Generating highly specific peptide therapeutics based on protein structure is computationally intense [11]. Computational methods—such as a molecular dynamics simulation—can model molecular behavior over time thereby providing insights into peptide function and interactions. Structural-based peptide design utilizes insights from protein 3D structures to systematically develop and refine peptide-based therapeutics targeting specific biological functions [12,13,14]. Meanwhile, protein mimicry entails designing proteins to imitate small molecules, including peptides.

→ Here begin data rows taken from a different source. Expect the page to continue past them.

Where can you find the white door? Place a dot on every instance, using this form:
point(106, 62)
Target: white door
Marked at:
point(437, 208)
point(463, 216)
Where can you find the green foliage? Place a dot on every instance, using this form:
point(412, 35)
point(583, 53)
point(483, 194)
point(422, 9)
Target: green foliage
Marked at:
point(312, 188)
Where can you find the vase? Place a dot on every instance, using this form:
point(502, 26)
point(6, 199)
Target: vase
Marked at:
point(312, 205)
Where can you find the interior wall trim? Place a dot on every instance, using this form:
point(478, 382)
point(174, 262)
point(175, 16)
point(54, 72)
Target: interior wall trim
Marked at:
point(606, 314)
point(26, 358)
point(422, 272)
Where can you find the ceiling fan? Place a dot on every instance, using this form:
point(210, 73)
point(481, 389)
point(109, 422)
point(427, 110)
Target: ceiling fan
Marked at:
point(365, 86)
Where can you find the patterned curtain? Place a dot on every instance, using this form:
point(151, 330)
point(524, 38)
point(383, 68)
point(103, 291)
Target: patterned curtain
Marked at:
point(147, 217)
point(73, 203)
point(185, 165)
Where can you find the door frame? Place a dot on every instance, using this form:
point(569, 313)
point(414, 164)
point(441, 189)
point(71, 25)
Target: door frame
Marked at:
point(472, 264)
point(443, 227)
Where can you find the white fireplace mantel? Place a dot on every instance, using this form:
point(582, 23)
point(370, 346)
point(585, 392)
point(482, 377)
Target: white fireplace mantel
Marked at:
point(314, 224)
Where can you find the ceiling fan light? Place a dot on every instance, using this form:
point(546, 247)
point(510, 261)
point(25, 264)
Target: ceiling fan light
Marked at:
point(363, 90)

This enables critical molecular reactions and the development of drugs and therapeutics for various diseases [15]. Different protein mimicry approaches including DeNovo and structure-guided design can be used to stabilize protein structure, design drugs, and produce vaccines [15,16,17]. Furthermore, combining SMs with various specificities can lead to the creation of multi-functional peptides that can target multiple pathways or bind to multiple protein targets [18]. SMs are highly conserved across species making it possible to use peptides designed to target different organisms and reducing the efficacy gap between species when testing peptide therapies in animal models [19,20].

Peptide therapeutics generated in-silico using advanced algorithms and AI offer new possibilities for generating peptide therapeutics with high specificity [1]. Computation can aid in designing peptide structures to mimic protein activity, providing insight into important disease pathways, cellular localization, and potential therapeutic applications [15,16,17]. Peptide therapeutics developed through computation can therefore provide potential avenues for generating therapeutics against a broader range of drug targets [10]. Peptide design primarily involves three related technologies each of which offers a distinct perspective: structural-based, protein mimicry, and SM design (Figure 1). Here, we discuss past and present in-silico peptide design technologies and the future of AI in the development of peptide therapeutics.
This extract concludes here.